The reminder to send: check with your clients that their home insurance includes theft cover. If they are away for more than two months a year, remind them to verify the unoccupancy clause. And in all cases: doors locked, windows secured. Contracts condition coverage on the behaviour of a "reasonable person".
We previously discussed this preventive approach in our article on floods and client communication. The principle is the same: informing before a claim strengthens trust and reduces unwelcome surprises.
4. The green card for motor insurance: check before hitting the road
If your client is driving abroad, Belgian motor third-party liability insurance automatically covers all EU and EEA countries. But two checks are needed.
First, the destination country must not be crossed out on the green card. Russia and Belarus have been excluded since June 2023, Iran since January 2024.
Second, some countries require a paper version of the green card. This applies to Morocco, Tunisia, Turkey, Albania, Azerbaijan, Moldova, North Macedonia and Ukraine. A PDF on the phone is not enough.
The reminder to send: ask your clients to check their green card and contact you if they have any doubts about their destination. If they are heading to Morocco, Tunisia or Turkey, arrange to send a paper copy. And remind them that bodily injury compensation abroad follows local law, which may be less favourable than Belgian law.

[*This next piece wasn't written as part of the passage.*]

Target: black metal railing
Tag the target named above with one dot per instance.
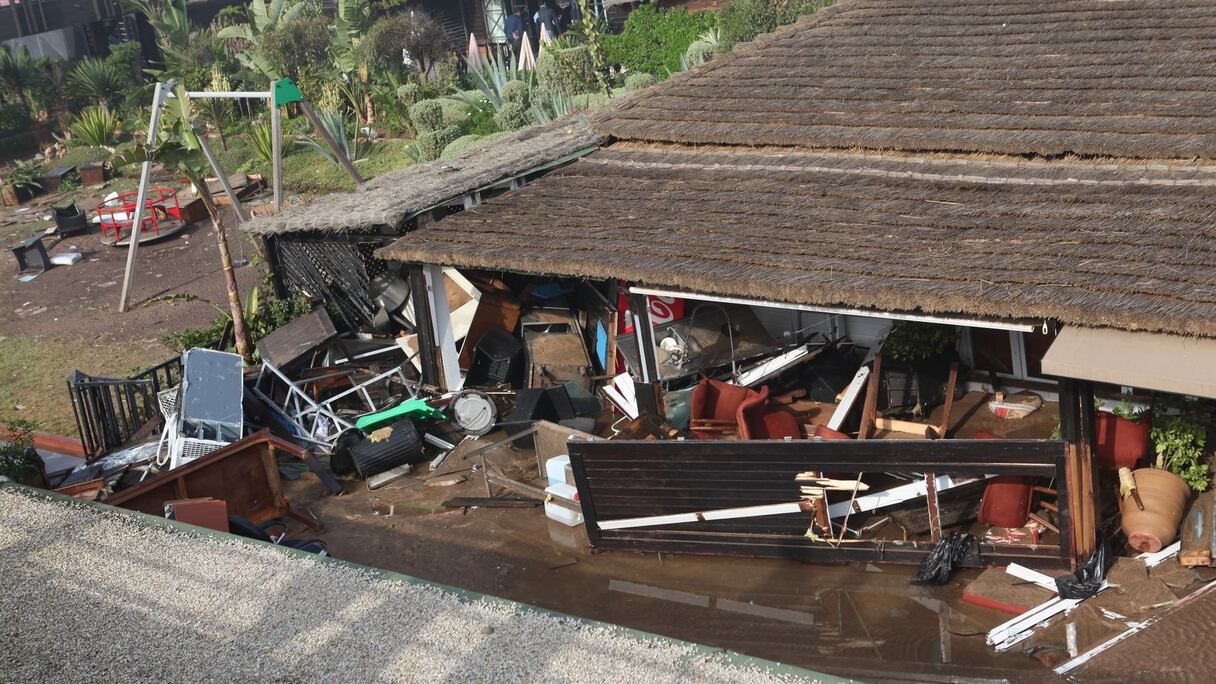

5. When something goes wrong abroad: call the insurer before taking action
This is the reflex most clients forget. In a medical emergency or incident abroad, the first call after 112 (the European emergency number, free, valid in 39 countries) should be to the assistance insurer's 24/7 number.
It is the insurer who directs you to partner facilities, who advances medical costs, and who organises repatriation if needed. A client who goes straight to the local emergency room risks paying out of pocket and then having to claim reimbursement afterwards, with delays and caps.
The reminder to send: give your clients the insurer's 24/7 assistance number before they leave. Remind them of the right reflexes: call assistance, file a report with local police (with a written statement), keep all receipts and medical documents, photograph any damage, and notify the insurer within the contractual deadline.
The right timing for these reminders
May-June is the ideal window. Bookings are underway, departures are approaching, and your clients are receptive. Assuralia publishes its holiday tips at this time every year.
The most effective format: a short, practical email that the client can save or forward. A clear subject line ("5 checks before your holiday"), actionable content, and your contact details at the bottom. This is the kind of message that reminds the client why they work with a broker rather than an online form.
You can combine all five reminders into a single newsletter at the end of May, or spread them across two mailings (cancellation + EHIC in May, home + motor + reflexes in June). A tool like BrokerMail makes it possible to automate these seasonal mailings and maintain contact with your clients between appointments.
The broker who warns, retains
Every broker knows which clients travel far, which ones have an isolated house, which ones drive to Morocco every summer. That portfolio knowledge is a structural advantage over any online comparison tool.
But that expertise stays invisible if it is not shared. A prevention email sent at the right time transforms tacit knowledge into perceived value. The client who receives this kind of message knows their broker is watching out. They do not compare. They stay.
The next holiday season is coming. The broker who communicated beforehand will be the one called during the trip, and the one trusted afterwards.